Although the belief in the importance of "correct" burial
reached through all levels of society, resources did not. Roman
society suffered a rather large gap between the rich and the
poor. Those on the lower socioeconomic strata, including many
soldiers, lacked the requisite resources for a proper Roman
burial.
These factors led to the creation of burial clubs. Groups of
individuals formed and all members were required to regularly
donate to a common fund that was used in the event of a member's
death to fund his funeral. A Roman military leader, Marius,
created a burial club among his troops in approximately 100 B.C.
and many similar organizations came into being in this era.

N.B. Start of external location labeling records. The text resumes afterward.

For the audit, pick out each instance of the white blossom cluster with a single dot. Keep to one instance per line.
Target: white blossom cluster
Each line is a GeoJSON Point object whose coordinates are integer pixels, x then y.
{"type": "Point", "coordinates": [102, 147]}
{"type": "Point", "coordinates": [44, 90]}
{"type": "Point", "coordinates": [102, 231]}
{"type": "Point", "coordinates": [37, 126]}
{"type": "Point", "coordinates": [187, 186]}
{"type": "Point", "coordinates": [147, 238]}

Eventually, the practice grew to include providing a stipend to
the survivors of the deceased.
The Roman burial clubs represent the beginning of life insurance
as we know it. A group of people enters into a voluntary
agreement to pay premiums that are used to provide benefits to
any paying member of the group who happens to die. Stripped to
its essence, life insurance today, in all of its complexity and
with all of its variations, still bears a remarkable resemblance
to the burial clubs of ancient Rome.
The idea of the Roman burial club was compelling then. The Roman
government was not fond of organizations of any sort
forming-perceiving them as potential breeding grounds for
challengers to the power structure. The burial clubs, however,
were allowed to exist. The sensibility of their plan was obvious
even to tyrants.
Today we may be more concerned with providing replacement income
for the family of the deceased than we are about funerary
expenses. We also tend to worry considerably less about whether
or not a funeral might produce a forlorn or shivering ghost. We
still do, however, embrace the principle that the financial
strength of many, when combined, can produce necessary results
for others in difficult times. Life insurance continues today
because those underlying principles remain unchanged.
We don't often see ourselves as being akin to Roman legionnaires
marching into battle, but those of us who pay our life insurance
premiums in an effort to protect ourselves and our family from
expense and difficulty do share a common trait with the ancients
who invented life insurance in the form of burial clubs.